Mesut Özil’in top koşturduğu İngiltere’nin Arsenal kulübü, Unai Emery’in futbolcuları etrafına topladığı bir fotoğrafı paylaşarak yazdığı tweete ‘Çeşitliliğimiz özel bir kulüp olma nedenimizin büyük bir parçasıdır. Hep birlikte! Herkes için Arsenal’ ifadesini kullandı. Futbol dünyasının içinden geçtiğimiz küreselleşme döneminde farklılıkların bir araya gelmesinin yanı sıra birbirine karşı saygı göstermeyi de anlamasına yarayan son derece önemli bir yanı bulunuyor. Bu noktada ırkçılığın ve her türlü ayrımcılığın ortadan kaldırılabilmesi için başta futbolcular olmak üzere bu spora gönül veren herkesin daha fazla seslerini yükseltmeleri icap ediyor.
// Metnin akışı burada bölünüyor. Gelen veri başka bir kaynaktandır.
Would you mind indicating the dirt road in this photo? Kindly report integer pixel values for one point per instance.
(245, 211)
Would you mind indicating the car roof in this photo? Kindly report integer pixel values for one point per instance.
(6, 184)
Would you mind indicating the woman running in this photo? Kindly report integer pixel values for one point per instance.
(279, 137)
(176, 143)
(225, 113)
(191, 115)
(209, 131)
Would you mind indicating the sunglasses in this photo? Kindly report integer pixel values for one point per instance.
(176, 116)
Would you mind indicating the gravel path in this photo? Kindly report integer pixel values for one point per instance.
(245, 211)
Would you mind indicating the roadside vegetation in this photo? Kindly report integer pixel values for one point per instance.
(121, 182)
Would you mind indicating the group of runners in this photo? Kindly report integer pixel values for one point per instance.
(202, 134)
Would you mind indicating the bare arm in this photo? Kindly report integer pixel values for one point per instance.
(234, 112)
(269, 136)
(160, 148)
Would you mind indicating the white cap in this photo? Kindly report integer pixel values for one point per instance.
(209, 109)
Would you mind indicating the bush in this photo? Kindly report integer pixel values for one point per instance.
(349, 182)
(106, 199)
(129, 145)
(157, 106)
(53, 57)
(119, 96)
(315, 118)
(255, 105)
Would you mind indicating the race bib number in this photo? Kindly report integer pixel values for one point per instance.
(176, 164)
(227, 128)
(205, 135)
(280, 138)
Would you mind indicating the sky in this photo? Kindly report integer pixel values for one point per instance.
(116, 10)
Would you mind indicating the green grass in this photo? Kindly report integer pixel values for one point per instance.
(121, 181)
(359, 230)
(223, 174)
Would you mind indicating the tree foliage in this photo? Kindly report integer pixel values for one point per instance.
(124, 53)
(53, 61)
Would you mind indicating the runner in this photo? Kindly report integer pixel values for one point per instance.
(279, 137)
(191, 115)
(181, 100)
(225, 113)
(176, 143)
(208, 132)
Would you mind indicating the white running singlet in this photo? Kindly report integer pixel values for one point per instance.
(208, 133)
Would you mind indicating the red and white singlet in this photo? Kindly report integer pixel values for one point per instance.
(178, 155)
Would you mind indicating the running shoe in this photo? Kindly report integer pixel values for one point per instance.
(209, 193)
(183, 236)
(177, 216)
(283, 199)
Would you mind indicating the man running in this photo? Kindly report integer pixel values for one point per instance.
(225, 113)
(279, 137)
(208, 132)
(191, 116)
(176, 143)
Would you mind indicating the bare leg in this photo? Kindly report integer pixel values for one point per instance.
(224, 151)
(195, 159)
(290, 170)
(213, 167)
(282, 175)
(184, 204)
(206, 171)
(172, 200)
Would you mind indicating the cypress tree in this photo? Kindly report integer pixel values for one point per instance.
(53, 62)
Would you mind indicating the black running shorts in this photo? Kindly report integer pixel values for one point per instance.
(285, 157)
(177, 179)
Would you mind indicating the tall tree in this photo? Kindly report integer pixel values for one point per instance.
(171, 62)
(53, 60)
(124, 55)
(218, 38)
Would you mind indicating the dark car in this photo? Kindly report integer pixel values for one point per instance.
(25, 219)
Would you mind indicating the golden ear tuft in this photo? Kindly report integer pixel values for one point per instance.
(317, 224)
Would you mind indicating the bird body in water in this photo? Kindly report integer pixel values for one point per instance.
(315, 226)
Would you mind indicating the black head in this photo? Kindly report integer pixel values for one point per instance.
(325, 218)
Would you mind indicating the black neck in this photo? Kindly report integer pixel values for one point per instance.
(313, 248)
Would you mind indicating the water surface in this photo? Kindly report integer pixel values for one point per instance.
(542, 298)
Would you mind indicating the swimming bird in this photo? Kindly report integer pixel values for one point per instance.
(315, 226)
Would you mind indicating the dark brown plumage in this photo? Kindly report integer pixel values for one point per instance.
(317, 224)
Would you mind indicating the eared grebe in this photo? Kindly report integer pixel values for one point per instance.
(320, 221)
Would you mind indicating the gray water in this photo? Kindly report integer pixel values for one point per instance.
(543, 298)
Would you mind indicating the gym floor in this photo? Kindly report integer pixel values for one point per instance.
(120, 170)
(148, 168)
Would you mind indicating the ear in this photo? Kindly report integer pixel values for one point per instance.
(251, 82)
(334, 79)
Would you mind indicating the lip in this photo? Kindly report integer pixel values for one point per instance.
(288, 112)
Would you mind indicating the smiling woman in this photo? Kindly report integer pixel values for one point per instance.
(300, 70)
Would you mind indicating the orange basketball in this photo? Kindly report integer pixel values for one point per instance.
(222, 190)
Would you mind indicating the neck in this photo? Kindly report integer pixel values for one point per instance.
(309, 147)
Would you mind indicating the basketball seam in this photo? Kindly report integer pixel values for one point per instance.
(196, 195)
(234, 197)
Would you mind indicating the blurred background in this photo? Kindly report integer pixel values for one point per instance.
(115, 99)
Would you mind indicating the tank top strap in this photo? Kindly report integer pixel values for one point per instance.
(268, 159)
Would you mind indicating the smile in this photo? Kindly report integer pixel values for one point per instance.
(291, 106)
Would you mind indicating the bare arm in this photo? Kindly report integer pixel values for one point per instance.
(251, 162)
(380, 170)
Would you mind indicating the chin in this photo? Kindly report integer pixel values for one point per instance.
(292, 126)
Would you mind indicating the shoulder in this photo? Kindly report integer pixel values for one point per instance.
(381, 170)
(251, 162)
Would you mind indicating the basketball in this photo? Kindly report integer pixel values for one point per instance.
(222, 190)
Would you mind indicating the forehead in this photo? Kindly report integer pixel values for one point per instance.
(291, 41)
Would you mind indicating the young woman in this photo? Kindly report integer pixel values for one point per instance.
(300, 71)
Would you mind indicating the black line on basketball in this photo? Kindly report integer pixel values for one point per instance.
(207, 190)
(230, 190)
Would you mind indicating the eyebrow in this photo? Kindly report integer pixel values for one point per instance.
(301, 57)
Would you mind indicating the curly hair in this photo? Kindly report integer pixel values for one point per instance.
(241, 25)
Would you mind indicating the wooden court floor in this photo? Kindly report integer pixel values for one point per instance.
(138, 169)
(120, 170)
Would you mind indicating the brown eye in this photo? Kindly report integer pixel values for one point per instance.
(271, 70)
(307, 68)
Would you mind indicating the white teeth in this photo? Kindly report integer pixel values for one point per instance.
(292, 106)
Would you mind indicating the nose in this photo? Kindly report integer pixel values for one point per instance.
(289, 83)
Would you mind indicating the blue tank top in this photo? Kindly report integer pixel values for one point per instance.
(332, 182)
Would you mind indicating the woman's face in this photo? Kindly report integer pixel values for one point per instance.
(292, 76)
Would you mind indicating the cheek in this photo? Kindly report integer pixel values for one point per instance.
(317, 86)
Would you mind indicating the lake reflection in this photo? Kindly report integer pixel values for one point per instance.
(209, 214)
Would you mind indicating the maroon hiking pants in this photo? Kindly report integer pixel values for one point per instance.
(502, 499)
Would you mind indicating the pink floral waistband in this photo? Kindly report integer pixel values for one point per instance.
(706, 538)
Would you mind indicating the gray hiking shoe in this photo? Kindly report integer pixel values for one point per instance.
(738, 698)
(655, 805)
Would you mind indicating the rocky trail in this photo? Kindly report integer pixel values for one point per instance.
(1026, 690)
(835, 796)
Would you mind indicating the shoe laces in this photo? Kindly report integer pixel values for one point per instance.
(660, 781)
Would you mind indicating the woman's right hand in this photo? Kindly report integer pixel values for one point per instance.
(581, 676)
Irkçılık öyle söylendiği gibi bir çocukluk hastalığı falan değildir! Irkçılık özellikle 21. yüzyılda aşırı sağ söylemlerle daha da depreşen ve içinden geçilen ekonomik, siyasal ve sosyal şartların getirileri ile birlikte beslenip büyütülen bir olgudur. Üstün insan formunu farklı boyutlarla ama dönüp dolaşıp aynı yerden beslenen noktalarla sürdüren bir yaklaşımın adıdır. İster futbol sahalarında isterse meydanlarda karşı karşıya gelelim her zaman tehlikeli ve insanlığın baş belası bir yaklaşımdır.
Irkçılık, futbolun ve insanlığın ortak bir belası olarak hayatlarımızda var olmayı sürdürecektir ancak onunla başa çıkacak insanlar da yine bu kültürün içerisinde farklılıklara sahip çıkarak büyüyenler olacaktır.